アトランティス

アトランティスへ行くぞ

と決心した君だが

荒れ狂う強風が予想され

今年出航するのは

愚か者の船だけだと知る。

そうして君は

一味に認められるために

酒やばか騒ぎが好きなフリをして

荒くれ者たろうと努める覚悟をする。

 

嵐に見舞われ、一週間イオニアの

古い港町に碇を降ろすことになったら、

聡明な賢者の話に耳を傾けるといい。

その者たちは、アトランティスなど

存在しないと証明した者たちだ。

彼らの理論を学べ。
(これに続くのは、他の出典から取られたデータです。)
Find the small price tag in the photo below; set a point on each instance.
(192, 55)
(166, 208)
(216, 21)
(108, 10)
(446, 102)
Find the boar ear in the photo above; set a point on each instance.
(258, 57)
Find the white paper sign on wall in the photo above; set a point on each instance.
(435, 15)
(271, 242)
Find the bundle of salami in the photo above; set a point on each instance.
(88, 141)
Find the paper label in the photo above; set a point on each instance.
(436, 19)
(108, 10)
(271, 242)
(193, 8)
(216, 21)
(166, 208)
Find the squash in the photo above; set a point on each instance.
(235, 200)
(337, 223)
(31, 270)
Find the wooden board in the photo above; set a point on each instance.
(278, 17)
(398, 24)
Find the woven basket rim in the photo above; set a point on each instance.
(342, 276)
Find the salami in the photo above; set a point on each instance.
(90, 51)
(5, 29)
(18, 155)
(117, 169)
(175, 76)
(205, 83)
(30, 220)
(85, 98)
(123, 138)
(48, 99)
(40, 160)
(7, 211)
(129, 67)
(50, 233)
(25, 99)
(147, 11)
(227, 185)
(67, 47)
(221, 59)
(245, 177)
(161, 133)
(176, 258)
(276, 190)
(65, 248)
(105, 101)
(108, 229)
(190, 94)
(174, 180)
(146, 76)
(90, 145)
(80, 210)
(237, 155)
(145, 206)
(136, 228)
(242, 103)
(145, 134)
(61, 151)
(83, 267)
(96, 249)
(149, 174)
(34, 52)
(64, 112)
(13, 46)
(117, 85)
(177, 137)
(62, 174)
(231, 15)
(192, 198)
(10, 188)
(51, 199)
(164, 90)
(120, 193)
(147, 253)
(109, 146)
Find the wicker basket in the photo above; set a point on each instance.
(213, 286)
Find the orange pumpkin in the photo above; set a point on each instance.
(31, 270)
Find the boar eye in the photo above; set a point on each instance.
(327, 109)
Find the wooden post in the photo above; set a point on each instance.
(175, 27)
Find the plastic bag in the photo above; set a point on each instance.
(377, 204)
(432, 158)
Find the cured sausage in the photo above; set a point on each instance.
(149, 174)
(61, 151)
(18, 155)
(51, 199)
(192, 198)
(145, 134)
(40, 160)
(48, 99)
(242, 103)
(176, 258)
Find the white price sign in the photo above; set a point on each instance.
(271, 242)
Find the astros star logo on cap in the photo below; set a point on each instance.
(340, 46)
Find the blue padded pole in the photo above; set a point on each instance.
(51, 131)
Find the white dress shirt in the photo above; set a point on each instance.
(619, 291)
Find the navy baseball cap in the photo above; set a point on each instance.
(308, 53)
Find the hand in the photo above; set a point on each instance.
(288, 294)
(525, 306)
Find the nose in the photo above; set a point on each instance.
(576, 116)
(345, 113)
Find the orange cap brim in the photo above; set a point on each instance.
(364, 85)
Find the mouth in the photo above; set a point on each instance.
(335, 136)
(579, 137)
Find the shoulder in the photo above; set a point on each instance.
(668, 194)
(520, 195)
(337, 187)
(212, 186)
だがそのあざとさの背後に

見え隠れする、彼らの純朴で深い悲しみを察せ。

彼らは君に、信じる為に疑う方法を教えてくれよう。

 

旅の途中、法螺貝とドラの騒音が鳴り響く中

松明片手に夜通し踊り狂う、裸の蛮族が住まう

トラキアの岬に座礁したならば、

その荒々しい岩肌の大地で

服を脱ぎ捨て君も一緒に踊るといい。

なぜなら、アトランティス

ことを完全に忘れることなしに、

旅路を終えることは出来ないからだ。

 

同様に、陽気なカルタゴやコリント

に寄港したなら、その土地の

飽くなき宴に参加するといい。

居酒屋で娼婦が、君の髪を撫でながら

「ここがアトランティスよ、ぼうや」

と言い寄って来ようものなら、

彼女の身の上話を熱心に聞いてやれ。

アトランティスを装う

幾つもの安らぎの場所を経験せずに、

どうして真実が見抜けよう?

 

船がアトランティス近くの浜に着き

君は全てが一瞬にして無へと帰す

おぞましい森や凍り付いたツンドラを過ぎ

内陸へ向かう過酷な行程にあるとしよう。

運も尽き、周りを見れば

岩と雪、静寂と風

絶望に囲まれて立ちすくんだら

偉大なる先達のことを思い出せ。

旅に出て、苦しめられ、

あれこれ宣い、混乱した

自分の運命を全うするのだ。

 

そして歓喜しつつも

よろよろと前に進め。

仮に、最後の鞍部に辿り着いた

ものの、眼下に輝くアトランティス

前にして力尽き、そこへ

降りることが適わなくとも、

詩想<ポエティック・ビジョン>の中で

アトランティスを一瞥出来ただけでも

それは充分誇らしいことなのだから。

 

身近な神々たちは

みな涙を流し始めるだろうが

君は別れを告げ、海原に帆を張れ。

「さようなら愛する人たち、さようなら」

旅の名人エルメス

カビリ四小人神の加護があらんことを。

そして、何をしようとも

「日の老いたる者」が

そのまばゆい尊顔を君に向け

目に見えざる庇護を与えんことを。